Sometimes you just don’t want or need the complexity of a fancy distributed transaction manager or complicated RPCs to coordinate a concurrent job amongst a farm of servers.
Here is a very simple and efficient way to achieve a lock/release type of concurrency control in a farm-like architecture using nothing but a few SQL sentences and your relational database.
Imagine the following scenario: A web app that runs on multiple servers/instances where users activity is balanced. All servers are clones, and you want to keep it that way so adding/removing servers from the farm remains easy and safe; and you need to run some background scheduled job, not triggered by user activities.
To keep things simple (operations wise), you want to keep those batch jobs inside your app and you don’t want/can’t afford to integrate a fancy multi-server transaction manager.
For example, you want to implement a background job that periodically checks the price of stocks and sends an email to all subscribed users. Since all the servers in your farm are clones, this job will be running on all of them, and that’s a good thing, because if one fails any of the other can pick it up. But on the other hand you don’t want to send 25 emails to each user every time, if you have 25 servers in your farm.
So our goal is to ensure only one server performs the job, but if it doesn’t, any other can realize it and do it himself.

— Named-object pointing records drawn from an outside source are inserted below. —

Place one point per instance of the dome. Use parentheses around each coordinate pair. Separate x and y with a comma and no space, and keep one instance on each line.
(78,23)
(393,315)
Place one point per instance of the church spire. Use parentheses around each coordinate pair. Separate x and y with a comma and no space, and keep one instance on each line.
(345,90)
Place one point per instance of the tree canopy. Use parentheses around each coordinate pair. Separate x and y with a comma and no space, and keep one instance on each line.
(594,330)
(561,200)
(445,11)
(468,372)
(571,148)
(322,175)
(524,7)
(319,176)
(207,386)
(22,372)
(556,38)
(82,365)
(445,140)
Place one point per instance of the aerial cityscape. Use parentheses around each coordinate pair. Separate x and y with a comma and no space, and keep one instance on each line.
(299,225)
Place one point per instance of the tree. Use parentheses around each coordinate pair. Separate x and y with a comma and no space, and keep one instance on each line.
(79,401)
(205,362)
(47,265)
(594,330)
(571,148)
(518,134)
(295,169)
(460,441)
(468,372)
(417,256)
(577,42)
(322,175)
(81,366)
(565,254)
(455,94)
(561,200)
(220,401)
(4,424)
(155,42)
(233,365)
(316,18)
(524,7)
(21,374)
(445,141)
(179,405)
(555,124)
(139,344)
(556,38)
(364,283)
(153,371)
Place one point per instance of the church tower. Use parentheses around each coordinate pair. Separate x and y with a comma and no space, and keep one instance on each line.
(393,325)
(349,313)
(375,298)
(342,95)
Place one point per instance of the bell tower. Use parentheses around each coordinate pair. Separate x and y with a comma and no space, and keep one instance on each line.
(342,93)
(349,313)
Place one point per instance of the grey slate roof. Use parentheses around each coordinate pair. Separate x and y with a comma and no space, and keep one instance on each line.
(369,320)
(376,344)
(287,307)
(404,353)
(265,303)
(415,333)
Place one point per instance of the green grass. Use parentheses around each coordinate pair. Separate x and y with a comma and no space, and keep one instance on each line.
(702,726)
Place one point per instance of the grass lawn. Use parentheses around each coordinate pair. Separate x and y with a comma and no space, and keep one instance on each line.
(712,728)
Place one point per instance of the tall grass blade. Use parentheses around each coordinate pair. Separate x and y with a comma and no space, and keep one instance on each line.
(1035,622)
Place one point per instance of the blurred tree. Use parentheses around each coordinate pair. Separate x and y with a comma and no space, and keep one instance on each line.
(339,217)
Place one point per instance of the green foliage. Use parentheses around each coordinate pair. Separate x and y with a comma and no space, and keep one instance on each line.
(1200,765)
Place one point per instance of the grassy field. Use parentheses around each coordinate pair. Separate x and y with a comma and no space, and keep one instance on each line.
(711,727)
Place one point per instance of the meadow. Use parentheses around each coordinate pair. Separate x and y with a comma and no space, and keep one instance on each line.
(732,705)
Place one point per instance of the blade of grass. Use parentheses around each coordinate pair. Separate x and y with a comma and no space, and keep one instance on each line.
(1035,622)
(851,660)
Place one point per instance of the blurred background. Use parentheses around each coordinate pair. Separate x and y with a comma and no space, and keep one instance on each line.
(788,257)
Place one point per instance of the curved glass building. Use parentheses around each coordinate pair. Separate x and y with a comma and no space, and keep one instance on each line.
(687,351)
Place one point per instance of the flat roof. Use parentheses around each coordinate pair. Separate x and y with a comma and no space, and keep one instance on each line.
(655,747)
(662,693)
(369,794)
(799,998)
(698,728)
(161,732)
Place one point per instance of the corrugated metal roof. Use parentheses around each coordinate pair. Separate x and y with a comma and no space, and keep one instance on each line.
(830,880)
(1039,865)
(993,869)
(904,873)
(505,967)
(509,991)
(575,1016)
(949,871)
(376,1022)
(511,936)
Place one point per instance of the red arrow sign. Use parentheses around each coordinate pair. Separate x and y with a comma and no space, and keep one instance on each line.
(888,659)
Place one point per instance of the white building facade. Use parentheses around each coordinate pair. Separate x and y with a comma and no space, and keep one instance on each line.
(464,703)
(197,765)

The solution is really simple, we define a table in our database with the following structure:
CREATE TABLE job_status ( job_id varchar(254) NOT NULL, running_at varchar(254) NULL, last_run_started datetime NULL, next_run datetime NULL, PRIMARY KEY(job_id) )
And pre-insert one row for each job (only one in our example, but it’s nice to have support for several from scratch, right?) with only the job_id field set (all other fields can start as NULL).
Assuming we code our batch job as an endless loop with a pause between runs, when each cycle starts we should execute the following statement:
UPDATE job_status SET running_at=<NODE_IP_OR_ADDRESS>, last_run=<CURRENT_DATETIME>, next_run=<CALCULATED_DATETIME_NEXT_RUN> WHERE job_id=<JOB_IDENTIFICATION> AND ( (running_at IS NULL AND next_run <= <CURRENT_DATETTIME>) OR (running_at IS NOT NULL AND last_run_started <= <CALCULATED_TIMEOUT>) )
- <NODE_IP_OR_ADDRESS>: Identification of the node in the farm where the job is running
- <CURRENT_DATETIME>: Current system date and time
- <CALCULATED_DATETIME_NEXT_RUN>: The date and time when the job should run again assuming this run finishes correctly.
- <JOB_IDENTIFICATION>: A string that uniquely indentifies the job
- <CALCULATED_TIMEOUT>: A calculated date and time (usually the current system time minus a pre-defined value) upon which the job is considered “dead” and should be picked up by another node.
In most relational DBMS you get the number of updated rows for each UPDATE command as a result of the UPDATE itself (or you can embed a second query in the same database transaction that returns it). If the number of updated rows was 1, the executing node should go ahead and execute the job now, if the number was 0 it should go back to sleep until the next iteration.
The UPDATE “locks” the job (setting the running_at field to the executing node address) only if the job was due to be executed and no other node had started it, or if the job was in fact being executed by another node, but so long ago it was considered timed out. Combine this with the ACID guarantees of a RDBMS and we got ourselves a multi-node semaphore.
To wrap things up, if the current node actually got to execute the job, it should finish the iteration by releasing the lock with:
UPDATE job_status SET running_at=NULL WHERE job_id=<JOB_IDENTIFICATION>
Nice, isn’t it? No messy RPC, no fancy transaction manager and our app has scheduled jobs with farm support.